Welcome!

Welcome to "Sermoneutics," a weekly devotional based on the upcoming texts from the Revised Common Lectionary. Each year I will blog about one set of lessons - Old Testament, Psalms, Epistles or Gospels. I include an original collect and compose a benediction, both based on the week's passage. I hope these will prove useful both for personal devotion and as "sermon starters" for those who preach regularly.

Pages

Monday, December 24, 2018

Our Lady of Capitol Heights

. . .Mary, who was engaged to him, and was with child. - Luke 2.5

Rosa Parks was not the first who refused to give up her seat.

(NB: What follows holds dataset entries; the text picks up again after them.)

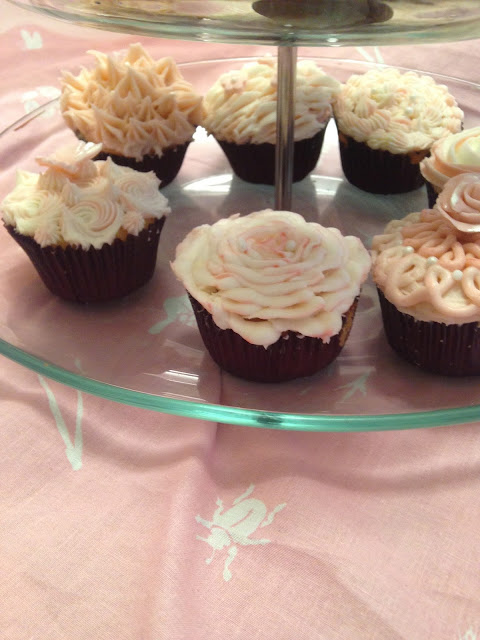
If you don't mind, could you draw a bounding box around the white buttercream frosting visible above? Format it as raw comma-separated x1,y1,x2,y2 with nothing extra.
60,43,204,161
420,126,480,192
1,141,170,249
171,209,371,347
372,174,480,324
334,67,463,154
203,57,341,145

Nine months before Parks' courageous act, Claudette Colvin went to jail for the same decision. The fifteen year-old had boarded a bus in th Capitol Heights section of Montgomery on her way home from school when the driver ordered her to yield her seat to a white passenger. When she refused, the driver called the police, who yanked her off the vehicle and charged her with disturbing the peace, violating segregation laws and, for good measure, assault.

Colvin's case went to trial, where she prevailed, but the canny leaders of the civil rights movement chose instead to make Parks the face of the bus boycott. Colvin was too young, for one thing. Also, she did not project the middle-class image which Parks possessed. Perhaps most important, she became pregnant shortly after the incident, and an unwed mother was seen as playing to the racist narrative of the white establishment.

History has born out the wisdom of this move, but one cannot escape the irony: No one thought that a lower-class unwed teenage mother could be the vehicle of freedom.

Mary had the same liabilities, and the same doubts: How can this be? But when she launched into her own version of "We Shall Overcome," she embraced God's insistence on using not only the least, but the least likely. He has exalted those who were humble

So be careful before you decide who can and can't be the means of Christ breaking into the world. Who knows, it might even be you.